The Complete Novels of Mark Twain (Illustrated). Mark Twain
"Never, sir, never. He would only have a wider scope to injure himself. A niggro has no grasp, sir. Now, a white man can conceive great operations, and carry them out; a niggro can't."
"Still," replied the Senator, "granting that he might injure himself in a worldly point of view, his elevation through education would multiply his chances for the hereafter—which is the important thing after all, Colonel. And no matter what the result is, we must fulfill our duty by this being."
"I'd elevate his soul," promptly responded the Colonel; "that's just it; you can't make his soul too immortal, but I wouldn't touch him, himself. Yes, sir! make his soul immortal, but don't disturb the niggro as he is."
Of course one of the entertainments offered the Senator was a public reception, held in the court house, at which he made a speech to his fellow citizens. Col. Sellers was master of ceremonies. He escorted the band from the city hotel to Gen. Boswell's; he marshalled the procession of Masons, of Odd Fellows, and of Firemen, the Good Templars, the Sons of Temperance, the Cadets of Temperance, the Daughters of Rebecca, the Sunday School children, and citizens generally, which followed the Senator to the court house; he bustled about the room long after every one else was seated, and loudly cried "Order!" in the dead silence which preceded the introduction of the Senator by Gen. Boswell. The occasion was one to call out his finest powers of personal appearance, and one he long dwelt on with pleasure.
This not being an edition of the Congressional Globe it is impossible to give Senator Dilworthy's speech in full. He began somewhat as follows:
"Fellow citizens: It gives me great pleasure to thus meet and mingle with you, to lay aside for a moment the heavy duties of an official and burdensome station, and confer in familiar converse with my friends in your great state. The good opinion of my fellow citizens of all sections is the sweetest solace in all my anxieties. I look forward with longing to the time when I can lay aside the cares of office—" ("dam sight," shouted a tipsy fellow near the door. Cries of "put him out.")
"My friends, do not remove him. Let the misguided man stay. I see that he is a victim of that evil which is swallowing up public virtue and sapping the foundation of society. As I was saying, when I can lay down the cares of office and retire to the sweets of private life in some such sweet, peaceful, intelligent, wide-awake and patriotic place as Hawkeye (applause).

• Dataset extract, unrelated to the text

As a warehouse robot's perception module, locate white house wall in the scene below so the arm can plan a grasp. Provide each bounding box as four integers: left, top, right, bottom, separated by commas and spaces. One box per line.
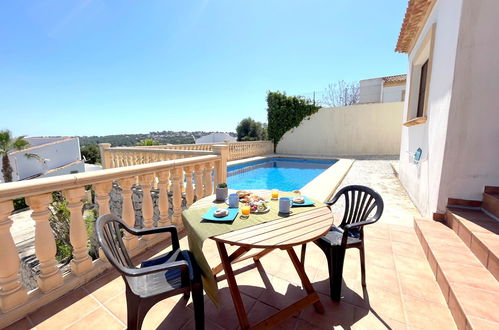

I have traveled much, I have seen all parts of our glorious union, but I have never seen a lovelier village than yours, or one that has more signs of commercial and industrial and religious prosperity—(more applause)."
The Senator then launched into a sketch of our great country, and dwelt for an hour or more upon its prosperity and the dangers which threatened it.
He then touched reverently upon the institutions of religion, and upon the necessity of private purity, if we were to have any public morality. "I trust," he said, "that there are children within the sound of my voice," and after some remarks to them, the Senator closed with an apostrophe to "the genius of American Liberty, walking with the Sunday School in one hand and Temperance in the other up the glorified steps of the National Capitol."
Col. Sellers did not of course lose the opportunity to impress upon so influential a person as the Senator the desirability of improving the navigation of Columbus river. He and Mr. Brierly took the Senator over to Napoleon and opened to him their plan. It was a plan that the Senator could understand without a great deal of explanation, for he seemed to be familiar with the like improvements elsewhere. When, however, they reached Stone's Landing the Senator looked about him and inquired,
"Is this Napoleon?"
"This is the nucleus, the nucleus," said the Colonel, unrolling his map. "Here is the deepo, the church, the City Hall and so on."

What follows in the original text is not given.